Lounasmaa led the MEG group until his retirement in 1996 (the MEG group was subsequently renamed "Brain Research Unit", to be led by the newly named professor, Dr. Riitta Hari, MD). With his early MEG students and postdocs (Matti Hämäläinen, Riitta Hari, Risto Ilmoniemi, and Jukka Knuutila), he published the highly cited and influential paper “Magnetoencephalography—theory, instrumentation, and applications to noninvasive studies of the working human brain” (Rev. Mod. Phys., Vol. 65, pp. 413–497 [1993]).

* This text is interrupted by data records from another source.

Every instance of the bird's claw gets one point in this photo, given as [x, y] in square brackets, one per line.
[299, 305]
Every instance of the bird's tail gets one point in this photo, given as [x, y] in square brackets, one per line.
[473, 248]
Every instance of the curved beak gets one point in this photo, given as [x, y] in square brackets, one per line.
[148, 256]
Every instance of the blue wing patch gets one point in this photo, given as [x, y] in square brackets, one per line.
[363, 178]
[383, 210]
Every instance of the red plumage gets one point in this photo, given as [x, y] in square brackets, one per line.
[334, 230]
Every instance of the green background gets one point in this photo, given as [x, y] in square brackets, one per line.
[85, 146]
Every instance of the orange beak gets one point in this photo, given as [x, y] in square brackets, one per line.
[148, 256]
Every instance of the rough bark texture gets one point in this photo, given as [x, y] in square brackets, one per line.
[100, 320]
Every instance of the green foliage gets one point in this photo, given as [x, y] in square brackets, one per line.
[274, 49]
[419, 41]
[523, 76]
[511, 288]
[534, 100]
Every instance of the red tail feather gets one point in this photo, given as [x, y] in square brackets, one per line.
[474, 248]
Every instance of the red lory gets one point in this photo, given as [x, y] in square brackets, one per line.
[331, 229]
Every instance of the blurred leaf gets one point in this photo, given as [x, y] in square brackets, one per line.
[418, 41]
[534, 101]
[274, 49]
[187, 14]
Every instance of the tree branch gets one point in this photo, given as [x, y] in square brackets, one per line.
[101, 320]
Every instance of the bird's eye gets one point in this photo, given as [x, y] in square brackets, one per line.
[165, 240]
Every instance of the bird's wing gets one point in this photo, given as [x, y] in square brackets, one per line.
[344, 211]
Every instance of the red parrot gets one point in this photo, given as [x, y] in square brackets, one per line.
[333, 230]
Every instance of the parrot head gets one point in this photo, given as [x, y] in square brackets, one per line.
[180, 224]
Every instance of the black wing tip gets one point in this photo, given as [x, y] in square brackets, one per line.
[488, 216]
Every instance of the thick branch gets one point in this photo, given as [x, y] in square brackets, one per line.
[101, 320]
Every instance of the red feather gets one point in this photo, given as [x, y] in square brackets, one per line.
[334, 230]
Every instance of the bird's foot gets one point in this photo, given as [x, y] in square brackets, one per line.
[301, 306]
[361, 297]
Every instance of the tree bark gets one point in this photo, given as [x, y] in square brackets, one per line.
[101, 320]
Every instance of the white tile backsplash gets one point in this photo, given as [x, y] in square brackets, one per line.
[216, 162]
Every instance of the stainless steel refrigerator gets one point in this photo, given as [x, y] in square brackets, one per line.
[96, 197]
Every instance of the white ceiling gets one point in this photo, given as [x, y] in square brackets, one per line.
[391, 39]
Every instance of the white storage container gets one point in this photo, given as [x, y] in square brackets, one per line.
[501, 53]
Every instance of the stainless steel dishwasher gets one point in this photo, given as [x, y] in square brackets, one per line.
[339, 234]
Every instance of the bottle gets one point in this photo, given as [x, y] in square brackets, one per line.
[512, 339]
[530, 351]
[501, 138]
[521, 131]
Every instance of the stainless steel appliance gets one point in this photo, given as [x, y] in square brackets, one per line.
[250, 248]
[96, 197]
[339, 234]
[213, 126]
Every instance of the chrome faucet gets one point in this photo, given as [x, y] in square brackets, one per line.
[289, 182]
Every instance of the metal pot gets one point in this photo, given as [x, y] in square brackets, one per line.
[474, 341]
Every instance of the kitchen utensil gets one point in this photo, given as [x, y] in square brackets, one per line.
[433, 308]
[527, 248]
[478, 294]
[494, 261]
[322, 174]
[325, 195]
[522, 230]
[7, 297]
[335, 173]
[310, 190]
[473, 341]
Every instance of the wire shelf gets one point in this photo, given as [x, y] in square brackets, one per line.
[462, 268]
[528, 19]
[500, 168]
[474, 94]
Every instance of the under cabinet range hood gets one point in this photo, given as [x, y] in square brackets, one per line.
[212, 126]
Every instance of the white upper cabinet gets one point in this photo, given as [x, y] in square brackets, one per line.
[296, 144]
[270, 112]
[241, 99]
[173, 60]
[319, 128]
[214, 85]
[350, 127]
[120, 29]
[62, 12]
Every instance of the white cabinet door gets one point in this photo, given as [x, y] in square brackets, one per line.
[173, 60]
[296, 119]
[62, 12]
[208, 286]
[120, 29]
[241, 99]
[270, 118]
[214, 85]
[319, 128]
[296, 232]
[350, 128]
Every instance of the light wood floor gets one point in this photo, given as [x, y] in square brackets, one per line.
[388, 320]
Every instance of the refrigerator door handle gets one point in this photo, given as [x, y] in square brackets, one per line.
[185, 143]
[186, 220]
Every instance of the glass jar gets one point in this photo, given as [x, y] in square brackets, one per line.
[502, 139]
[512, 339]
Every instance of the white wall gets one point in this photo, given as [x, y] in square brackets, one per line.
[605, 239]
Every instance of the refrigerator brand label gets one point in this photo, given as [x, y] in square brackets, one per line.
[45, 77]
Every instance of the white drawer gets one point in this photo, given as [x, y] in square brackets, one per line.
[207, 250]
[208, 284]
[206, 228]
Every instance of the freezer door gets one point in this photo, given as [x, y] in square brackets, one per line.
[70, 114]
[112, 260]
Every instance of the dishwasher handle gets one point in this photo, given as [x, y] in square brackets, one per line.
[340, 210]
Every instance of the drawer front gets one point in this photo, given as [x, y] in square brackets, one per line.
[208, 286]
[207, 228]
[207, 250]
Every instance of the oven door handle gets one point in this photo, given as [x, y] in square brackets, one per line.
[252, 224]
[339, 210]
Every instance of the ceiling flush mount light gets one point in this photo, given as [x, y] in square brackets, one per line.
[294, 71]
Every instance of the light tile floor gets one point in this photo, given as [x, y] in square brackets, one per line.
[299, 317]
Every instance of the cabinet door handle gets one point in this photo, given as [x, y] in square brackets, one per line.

Lounasmaa died on 27 December 2002 in Goa, India during a holiday trip. The official cause of death was drowning, which according to his posthumously released memoirs was believed to have been caused by a cardiac arrest. On 1 January 2012 the Low Temperature Laboratory at Aalto University was renamed the O. V. Lounasmaa Laboratory in honor of its founder and longtime director.

==Awards==
Olli Lounasmaa was awarded among others the Fritz London Memorial Prize (in 1984), the Research Prize of the Alexander von Humboldt Foundation (in 1993). In 1994 he became the first to be awarded with the Kapitsa Gold Medal of the Russian Academy of Sciences. In 1997, Lounasmaa was appointed Academician by the Academy of Finland. He was also a member of the United States National Academy of Sciences and a foreign member of the Royal Swedish Academy of Sciences.